Each case will be presented by an integer n (1<=n<1000000, and n is odd) at first. Following that, n positive integers will be given in a line, all integers will smaller than 2^31. These numbers indicate the card numbers of the presents.n = 0 ends the input.

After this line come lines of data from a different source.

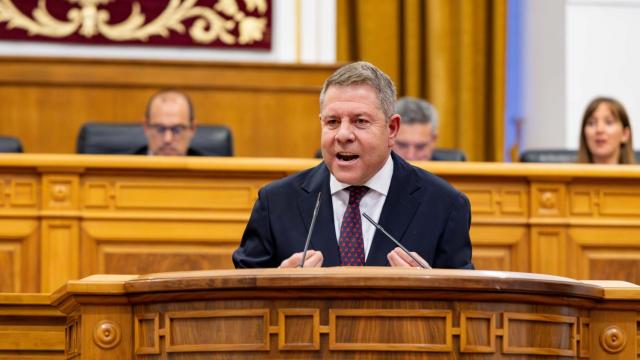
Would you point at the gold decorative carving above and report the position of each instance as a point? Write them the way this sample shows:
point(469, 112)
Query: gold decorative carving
point(87, 20)
point(613, 339)
point(547, 200)
point(107, 334)
point(59, 192)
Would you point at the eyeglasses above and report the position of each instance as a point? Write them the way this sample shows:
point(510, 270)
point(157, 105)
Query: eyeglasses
point(176, 130)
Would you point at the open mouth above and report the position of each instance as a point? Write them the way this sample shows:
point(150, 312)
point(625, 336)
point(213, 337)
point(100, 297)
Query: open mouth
point(346, 156)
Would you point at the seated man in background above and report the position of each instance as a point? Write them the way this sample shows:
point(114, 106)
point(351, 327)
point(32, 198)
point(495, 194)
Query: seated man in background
point(359, 174)
point(169, 125)
point(418, 134)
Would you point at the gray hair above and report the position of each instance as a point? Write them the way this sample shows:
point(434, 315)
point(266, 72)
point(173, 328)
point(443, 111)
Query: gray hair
point(359, 73)
point(417, 111)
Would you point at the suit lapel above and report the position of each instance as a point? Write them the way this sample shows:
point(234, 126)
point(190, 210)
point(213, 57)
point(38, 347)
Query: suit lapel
point(398, 211)
point(323, 238)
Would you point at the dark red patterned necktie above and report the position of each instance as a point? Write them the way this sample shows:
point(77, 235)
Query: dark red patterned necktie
point(351, 241)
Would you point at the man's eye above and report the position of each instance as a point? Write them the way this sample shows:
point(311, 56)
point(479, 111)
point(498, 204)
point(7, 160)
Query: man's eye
point(362, 122)
point(331, 122)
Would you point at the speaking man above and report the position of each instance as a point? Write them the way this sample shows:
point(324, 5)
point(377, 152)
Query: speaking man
point(359, 174)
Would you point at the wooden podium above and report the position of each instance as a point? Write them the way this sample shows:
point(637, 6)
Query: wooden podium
point(347, 313)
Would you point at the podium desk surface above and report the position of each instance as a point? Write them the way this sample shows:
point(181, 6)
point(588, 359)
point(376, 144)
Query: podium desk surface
point(353, 278)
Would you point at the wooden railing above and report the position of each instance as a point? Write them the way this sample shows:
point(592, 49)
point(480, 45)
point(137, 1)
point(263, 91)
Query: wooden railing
point(69, 216)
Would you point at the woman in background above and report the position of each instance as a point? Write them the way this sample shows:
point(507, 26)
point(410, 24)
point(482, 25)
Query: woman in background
point(605, 134)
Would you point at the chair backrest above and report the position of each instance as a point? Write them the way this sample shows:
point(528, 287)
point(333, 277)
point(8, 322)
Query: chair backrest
point(448, 155)
point(10, 144)
point(549, 156)
point(102, 138)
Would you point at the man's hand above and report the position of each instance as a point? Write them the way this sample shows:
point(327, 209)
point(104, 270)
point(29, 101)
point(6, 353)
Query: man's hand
point(399, 258)
point(314, 259)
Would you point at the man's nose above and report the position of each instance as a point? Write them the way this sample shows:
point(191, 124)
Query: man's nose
point(167, 135)
point(345, 132)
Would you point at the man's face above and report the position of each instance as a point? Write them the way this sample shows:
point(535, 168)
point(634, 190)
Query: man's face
point(168, 129)
point(415, 141)
point(356, 139)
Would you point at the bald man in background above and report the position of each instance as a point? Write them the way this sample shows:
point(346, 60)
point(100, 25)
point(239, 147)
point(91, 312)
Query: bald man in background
point(418, 133)
point(169, 125)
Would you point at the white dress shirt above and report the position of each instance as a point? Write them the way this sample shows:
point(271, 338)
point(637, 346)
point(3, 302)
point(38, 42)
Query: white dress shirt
point(371, 203)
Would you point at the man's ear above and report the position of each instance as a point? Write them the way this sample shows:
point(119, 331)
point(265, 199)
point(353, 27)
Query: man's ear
point(394, 127)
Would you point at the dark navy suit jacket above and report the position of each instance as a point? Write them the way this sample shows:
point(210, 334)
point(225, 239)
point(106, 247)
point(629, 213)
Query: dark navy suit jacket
point(422, 211)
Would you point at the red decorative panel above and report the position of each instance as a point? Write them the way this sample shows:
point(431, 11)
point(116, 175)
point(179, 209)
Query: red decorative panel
point(210, 23)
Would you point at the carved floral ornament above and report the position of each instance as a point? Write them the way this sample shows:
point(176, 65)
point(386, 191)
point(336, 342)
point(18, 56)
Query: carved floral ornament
point(86, 18)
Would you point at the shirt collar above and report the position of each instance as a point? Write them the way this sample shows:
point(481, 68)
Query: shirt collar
point(379, 182)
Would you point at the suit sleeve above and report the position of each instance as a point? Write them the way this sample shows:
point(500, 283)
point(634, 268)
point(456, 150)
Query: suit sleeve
point(454, 247)
point(256, 248)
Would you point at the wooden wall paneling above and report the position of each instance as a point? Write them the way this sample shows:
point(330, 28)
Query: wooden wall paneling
point(132, 247)
point(500, 247)
point(59, 253)
point(549, 253)
point(272, 109)
point(548, 199)
point(19, 231)
point(19, 257)
point(30, 328)
point(607, 253)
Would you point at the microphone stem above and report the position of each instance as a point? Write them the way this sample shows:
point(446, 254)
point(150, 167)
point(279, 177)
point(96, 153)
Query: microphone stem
point(313, 223)
point(394, 240)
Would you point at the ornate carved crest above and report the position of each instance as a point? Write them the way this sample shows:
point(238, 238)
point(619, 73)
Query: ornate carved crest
point(226, 22)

The input file will consist of several cases.
Each case will be presented by an integer n (1<=n<1000000, and n is odd) at first. Following that, n positive integers will be given in a line, all integers will smaller than 2^31. These numbers indicate the card numbers of the presents.n = 0 ends the input.

5
1 1 3 2 2
3
1 2 1
0

3
2

HintHint
use scanf to avoid Time Limit Exceeded

http://acm.hdu.edu.cn/showproblem.php?pid=2095

（2）you can assume that only one number appear odd times.根据这句话可以想想更高效的算法，思考中……

（3）用异或运算符

110，即6。
几个数异或满足交换律。2^3^2=2^2^3=0^3=3.
两个相同的数异或为0，普通数都出现了偶数次，所以它们异或后都是0，而0与那个特别数异或后还是那个特殊数。

Accepted 2095 562MS 180K 226 B G++ rll

#include<stdio.h>
//异或运算的运用
int main()
{
int t,a,sum;
while(scanf("%d",&t)&&t!=0)
{
scanf("%d",&sum);
t--;
while(t--)
{
scanf("%d",&a);
sum^=a;
}
printf("%d\n",sum);
}
return 0;
}

1. 给你一组数据吧：29 10 10 10 10 10 10 10 10 10 10 10 10 10 10 10 10 10 10 10 10 10 10 10 10 10 10 10 10 1000。此时的数据量还是很小的，耗时却不短。这种方法确实可以，当然或许还有其他的优化方案，但是优化只能针对某些数据，不太可能在所有情况下都能在可接受的时间内求解出答案。

2. 思路二可以用一个长度为k的队列来实现，入队后判断下队尾元素的next指针是否为空，若为空，则出队指针即为所求。

3. 老实说，这种方法就是穷举，复杂度是2^n，之所以能够AC是应为题目的测试数据有问题，要么数据量很小，要么能够得到k == t，否则即使n = 30，也要很久才能得出结果，本人亲测

4. Good task for the group. Hold it up for every yeara??s winner. This is a excellent oppotunity for a lot more enhancement. Indeed, obtaining far better and much better is constantly the crucial. Just like my pal suggests on the truth about ab muscles, he just keeps obtaining much better.